Saturday, February 23rd, 2008

I’ve been suspecting this for a long time, but now someone has come along and proven it:

The New York Times, LA Times (may its name be erased), and Washington Post’s op-ed sections are heavily biased against Israel:

A 19-month CAMERA study, from January 2006 through July 2007, of guest Op-Eds about the Arab-Israeli conflict found that in these three papers pro-Arab Op-Eds and/or those critical of Israel overwhelmingly outnumbered pro-Israel Op-Eds and/or those critical of Arabs. Even more telling is the striking fact that during the 19-month period, none of the newspapers ran even a single Op-Ed by an Israeli official. In contrast, each of the three papers ran four Op-Eds by Arab officials, including multiple pieces by Hamas leaders…

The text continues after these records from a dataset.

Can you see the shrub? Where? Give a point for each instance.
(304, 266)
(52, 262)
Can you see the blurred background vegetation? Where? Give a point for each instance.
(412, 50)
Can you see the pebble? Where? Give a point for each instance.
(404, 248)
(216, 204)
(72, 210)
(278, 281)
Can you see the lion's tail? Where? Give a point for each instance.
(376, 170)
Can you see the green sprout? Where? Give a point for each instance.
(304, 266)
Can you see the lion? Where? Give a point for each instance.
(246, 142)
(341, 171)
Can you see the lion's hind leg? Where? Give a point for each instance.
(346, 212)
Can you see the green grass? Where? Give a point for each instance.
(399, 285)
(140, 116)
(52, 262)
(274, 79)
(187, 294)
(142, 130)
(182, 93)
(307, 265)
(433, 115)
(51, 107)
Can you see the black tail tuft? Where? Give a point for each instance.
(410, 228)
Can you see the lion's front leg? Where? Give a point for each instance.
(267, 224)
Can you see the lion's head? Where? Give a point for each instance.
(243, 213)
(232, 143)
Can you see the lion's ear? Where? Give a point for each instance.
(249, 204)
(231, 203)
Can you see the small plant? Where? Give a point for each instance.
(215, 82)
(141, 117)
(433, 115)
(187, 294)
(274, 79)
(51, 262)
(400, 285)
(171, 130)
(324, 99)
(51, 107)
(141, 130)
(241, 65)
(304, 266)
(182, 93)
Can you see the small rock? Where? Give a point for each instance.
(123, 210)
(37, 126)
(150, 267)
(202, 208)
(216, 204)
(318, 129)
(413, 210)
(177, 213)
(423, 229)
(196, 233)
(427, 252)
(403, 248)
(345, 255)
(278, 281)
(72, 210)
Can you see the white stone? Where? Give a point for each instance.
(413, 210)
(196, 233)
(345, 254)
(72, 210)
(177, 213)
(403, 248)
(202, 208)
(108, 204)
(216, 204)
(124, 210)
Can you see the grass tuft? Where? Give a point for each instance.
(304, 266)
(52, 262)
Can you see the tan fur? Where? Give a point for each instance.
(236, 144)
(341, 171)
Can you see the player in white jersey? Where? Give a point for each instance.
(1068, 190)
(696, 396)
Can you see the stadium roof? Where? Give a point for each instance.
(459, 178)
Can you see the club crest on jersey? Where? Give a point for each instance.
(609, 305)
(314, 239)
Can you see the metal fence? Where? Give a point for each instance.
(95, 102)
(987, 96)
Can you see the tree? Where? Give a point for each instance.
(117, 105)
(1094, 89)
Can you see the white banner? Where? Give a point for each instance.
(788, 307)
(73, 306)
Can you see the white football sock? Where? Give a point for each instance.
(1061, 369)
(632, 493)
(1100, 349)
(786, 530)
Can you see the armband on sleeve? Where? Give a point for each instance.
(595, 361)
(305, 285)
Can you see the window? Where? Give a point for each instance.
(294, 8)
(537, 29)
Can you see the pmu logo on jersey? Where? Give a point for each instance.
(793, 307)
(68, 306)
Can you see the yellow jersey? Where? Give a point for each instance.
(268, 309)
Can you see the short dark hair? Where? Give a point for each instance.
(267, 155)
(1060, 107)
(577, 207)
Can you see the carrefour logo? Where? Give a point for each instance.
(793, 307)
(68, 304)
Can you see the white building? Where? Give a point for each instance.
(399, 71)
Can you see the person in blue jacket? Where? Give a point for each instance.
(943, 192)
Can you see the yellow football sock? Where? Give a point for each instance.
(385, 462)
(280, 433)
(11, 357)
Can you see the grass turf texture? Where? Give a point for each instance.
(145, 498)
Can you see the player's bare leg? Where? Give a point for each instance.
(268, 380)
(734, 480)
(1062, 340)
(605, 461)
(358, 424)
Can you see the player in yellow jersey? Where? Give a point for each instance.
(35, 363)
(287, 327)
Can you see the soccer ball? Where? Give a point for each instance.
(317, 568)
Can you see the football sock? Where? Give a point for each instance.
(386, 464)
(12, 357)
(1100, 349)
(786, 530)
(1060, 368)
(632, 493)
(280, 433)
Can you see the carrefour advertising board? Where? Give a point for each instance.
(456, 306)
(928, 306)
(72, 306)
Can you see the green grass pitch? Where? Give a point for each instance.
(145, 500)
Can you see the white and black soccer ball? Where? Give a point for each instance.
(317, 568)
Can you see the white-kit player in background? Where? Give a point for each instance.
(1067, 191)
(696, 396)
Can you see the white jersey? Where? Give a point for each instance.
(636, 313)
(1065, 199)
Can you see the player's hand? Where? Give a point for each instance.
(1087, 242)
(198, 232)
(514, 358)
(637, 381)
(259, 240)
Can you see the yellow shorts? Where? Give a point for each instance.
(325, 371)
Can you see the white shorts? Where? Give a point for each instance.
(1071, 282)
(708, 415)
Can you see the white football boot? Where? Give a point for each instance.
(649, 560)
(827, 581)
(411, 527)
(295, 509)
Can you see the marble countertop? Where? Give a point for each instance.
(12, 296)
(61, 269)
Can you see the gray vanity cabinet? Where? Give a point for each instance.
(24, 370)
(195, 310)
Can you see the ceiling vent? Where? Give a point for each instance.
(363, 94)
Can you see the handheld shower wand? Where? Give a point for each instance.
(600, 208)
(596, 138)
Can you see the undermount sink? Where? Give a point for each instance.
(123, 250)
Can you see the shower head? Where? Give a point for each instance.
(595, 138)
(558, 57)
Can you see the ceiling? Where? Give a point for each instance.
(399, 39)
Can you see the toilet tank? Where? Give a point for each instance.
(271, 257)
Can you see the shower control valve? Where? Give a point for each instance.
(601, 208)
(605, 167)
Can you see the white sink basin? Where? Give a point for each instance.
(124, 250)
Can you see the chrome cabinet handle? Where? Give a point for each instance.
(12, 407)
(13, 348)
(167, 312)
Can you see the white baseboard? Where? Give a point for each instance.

It should be noted that many of the Op-Eds generally supportive of Israel also contained criticism of the Jewish state. In contrast, virtually none of the Op-Eds expressing a pro-Arab point of view contained criticism of the Arab side.

While CAMERA inexplicably left our local paper, the McClatchy-owned Fresno Bee, out of the study, I have no doubt that it falls into the same category. Notable are periodic unsigned editorials which supposedly represent the opinion of the editorial board, although they are not written locally. And from time to time there is a particularly objectionable reader submission. Two weeks ago the Bee gave a prominent place to a poorly-written 700-word piece by a local pastor, a rehash of every libel and slander made against Israel, including accusations of murder, atrocities, ethnic cleansing, racism, apartheid, persecution (of Christians yet), etc.

I’m not the first one to note that journalists at media outlets great and not-so-great all do their best to get people to read their papers. And the op-ed page is, after all, the place where opinions are expressed, and strong opinions are interesting.

Nevertheless we know that the Timeses, the Post, or the Fresno Bee would not print an article which defames a racial or ethnic group. The editors would rightly judge this to be irresponsible.

So why is it acceptable to print hateful material that defames a nation?